What Middleware Is For

Middleware is the SDK's cross-cutting interception layer. It is useful for:

  • logging and tracing
  • guardrails and policy enforcement
  • request or response mutation
  • tool result rewriting
  • short-circuiting runs or streams

The design combines two ideas:

  • shared mutable context objects
  • phase-specific hooks around the agent loop

Supported Hook Points

kneo_agent exposes four middleware hooks:

  • wrap_run(context, handler) for Agent.run(...)
  • wrap_stream(context, handler) for Agent.stream(...)
  • wrap_model_call(context, handler) for one Bridge executor model call
  • wrap_tool_call(context, handler) for one Bridge executor tool dispatch

wrap_run(...) and wrap_stream(...) apply to every runtime style.

wrap_model_call(...) and wrap_tool_call(...) apply only to Bridge runtimes, because Kneo owns the inner loop there.

Static vs Per-Run Middleware

Attach middleware statically at build time:

from kneo_agent import AgentBuilder, BaseAgentMiddleware


class LoggingMiddleware(BaseAgentMiddleware):
    async def wrap_run(self, context, handler):
        print(f"running {context.agent_name}")
        return await handler(context)


agent = (
    AgentBuilder()
    .add_middleware(LoggingMiddleware())
    .use_runtime(runtime)
    .build()
)

Attach middleware for a single invocation:

from kneo_agent import RunConfig

result = await agent.run(
    "hello",
    run_config=RunConfig(middlewares=[LoggingMiddleware()]),
)

Per-run middleware is appended after statically configured middleware, so the per-run middleware executes deeper in the chain.

Shared Mutable Context

Each hook receives a context object with the current request state and a handler function that delegates to the next middleware or terminal runtime operation.

Middleware can:

  • mutate context.messages
  • replace or augment context.run_config
  • add values to context.metadata
  • return early without calling handler(...)

Short-Circuiting

Middleware may skip the rest of the pipeline entirely.

That is useful for:

  • blocked requests
  • cached answers
  • synthetic previews
  • fallback behavior

Relationship To Skills

Skills and middleware are complementary but different:

  • skills package reusable data such as prompts, tools, defaults, and metadata
  • middleware is executable code that wraps runtime behavior

Skills compile into RunConfig.

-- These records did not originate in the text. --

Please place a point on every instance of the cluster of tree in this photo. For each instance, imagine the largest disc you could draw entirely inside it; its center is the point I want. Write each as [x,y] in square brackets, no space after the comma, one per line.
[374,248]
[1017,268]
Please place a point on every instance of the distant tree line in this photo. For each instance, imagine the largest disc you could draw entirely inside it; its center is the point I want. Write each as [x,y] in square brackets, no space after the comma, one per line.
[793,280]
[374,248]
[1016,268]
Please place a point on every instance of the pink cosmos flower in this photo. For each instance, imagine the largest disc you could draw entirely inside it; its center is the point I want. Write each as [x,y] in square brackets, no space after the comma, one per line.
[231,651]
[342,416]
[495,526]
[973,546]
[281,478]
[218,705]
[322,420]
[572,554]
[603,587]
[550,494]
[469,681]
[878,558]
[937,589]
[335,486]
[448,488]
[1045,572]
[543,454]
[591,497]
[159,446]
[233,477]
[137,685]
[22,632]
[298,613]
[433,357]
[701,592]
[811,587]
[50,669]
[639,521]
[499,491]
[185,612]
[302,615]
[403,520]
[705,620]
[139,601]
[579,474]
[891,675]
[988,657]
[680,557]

Middleware remains an explicit object attached through AgentBuilder or RunConfig.

OpenTelemetry

kneo_agent.observability.OpenTelemetryMiddleware is a built-in middleware that emits spans following the OpenTelemetry GenAI semantic conventions. Spans are named chat <agent> for runs, chat iter=<n> for Bridge model calls, and execute_tool <name> for tool executions, with attributes including gen_ai.system, gen_ai.operation.name, gen_ai.agent.name, gen_ai.tool.name, and gen_ai.usage.{input,output}_tokens when the runtime surfaces token counts via RunResult.metadata["usage"].

Install the optional extra:

pip install "kneo-agent[telemetry]"

Wire it up like any other middleware:

from kneo_agent import AgentBuilder
from kneo_agent.observability import OpenTelemetryMiddleware

agent = (
    AgentBuilder()
    .add_middleware(OpenTelemetryMiddleware())
    .use_bridge(runtime)
    .build()
)

Pass record_arguments=False to suppress tool-call argument capture when inputs may contain PII. Pass record_results=True to also attach tool results to spans.

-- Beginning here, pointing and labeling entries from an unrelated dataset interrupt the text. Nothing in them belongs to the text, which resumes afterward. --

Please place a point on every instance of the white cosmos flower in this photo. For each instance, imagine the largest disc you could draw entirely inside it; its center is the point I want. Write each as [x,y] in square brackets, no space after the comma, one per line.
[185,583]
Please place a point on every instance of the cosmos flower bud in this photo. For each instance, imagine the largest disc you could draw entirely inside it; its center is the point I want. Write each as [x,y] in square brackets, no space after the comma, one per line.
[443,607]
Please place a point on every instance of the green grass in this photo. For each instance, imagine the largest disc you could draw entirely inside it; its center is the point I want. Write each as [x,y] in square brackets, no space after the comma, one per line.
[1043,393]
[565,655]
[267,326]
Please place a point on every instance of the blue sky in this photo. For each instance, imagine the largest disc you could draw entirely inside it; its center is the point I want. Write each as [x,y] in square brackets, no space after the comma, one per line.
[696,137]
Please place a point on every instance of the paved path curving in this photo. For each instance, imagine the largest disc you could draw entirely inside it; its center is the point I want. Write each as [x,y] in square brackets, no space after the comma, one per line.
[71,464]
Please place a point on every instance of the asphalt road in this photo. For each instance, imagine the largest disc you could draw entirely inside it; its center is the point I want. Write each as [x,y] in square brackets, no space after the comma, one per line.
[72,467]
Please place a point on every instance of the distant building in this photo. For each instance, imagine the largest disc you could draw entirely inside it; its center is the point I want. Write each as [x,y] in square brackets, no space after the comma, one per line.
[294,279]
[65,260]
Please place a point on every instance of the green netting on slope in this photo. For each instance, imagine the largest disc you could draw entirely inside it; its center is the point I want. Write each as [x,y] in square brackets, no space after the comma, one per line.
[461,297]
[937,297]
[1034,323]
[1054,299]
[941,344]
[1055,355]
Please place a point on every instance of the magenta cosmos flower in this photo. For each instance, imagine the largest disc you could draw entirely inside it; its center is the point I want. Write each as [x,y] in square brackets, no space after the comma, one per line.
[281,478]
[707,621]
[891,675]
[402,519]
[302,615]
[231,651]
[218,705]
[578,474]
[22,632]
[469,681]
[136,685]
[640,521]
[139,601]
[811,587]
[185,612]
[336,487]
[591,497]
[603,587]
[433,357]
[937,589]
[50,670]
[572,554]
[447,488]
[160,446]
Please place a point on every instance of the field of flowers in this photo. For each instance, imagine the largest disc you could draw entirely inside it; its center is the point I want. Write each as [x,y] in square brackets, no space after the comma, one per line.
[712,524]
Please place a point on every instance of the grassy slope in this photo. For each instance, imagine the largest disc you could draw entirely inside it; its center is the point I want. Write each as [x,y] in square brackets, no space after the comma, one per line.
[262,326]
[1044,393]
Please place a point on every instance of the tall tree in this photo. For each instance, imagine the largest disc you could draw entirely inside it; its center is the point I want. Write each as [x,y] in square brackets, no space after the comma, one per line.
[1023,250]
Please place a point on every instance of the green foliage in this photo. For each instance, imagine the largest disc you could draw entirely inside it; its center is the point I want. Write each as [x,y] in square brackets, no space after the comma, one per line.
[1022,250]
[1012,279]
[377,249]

Production middleware bundle (v1.2.0)

kneo_agent.middleware ships four production-grade middleware classes built on the framework above. Use them as drop-ins:

from kneo_agent.middleware import (
    RetryMiddleware,
    RateLimitMiddleware,
    TokenBudgetMiddleware,
    RedactionMiddleware,
    COMMON_PATTERNS,
)
Middleware What it does
RetryMiddleware Retries wrap_model_call and wrap_tool_call with exponential backoff + jitter. Configurable retry_on; never retries asyncio.CancelledError.
RateLimitMiddleware Token-bucket throttle. scope="run" (default) limits whole runs; scope="model_call" limits Bridge model calls.
TokenBudgetMiddleware Enforces per-run and / or cumulative token caps from RunResult.metadata["usage"]. Raises TokenBudgetExceeded.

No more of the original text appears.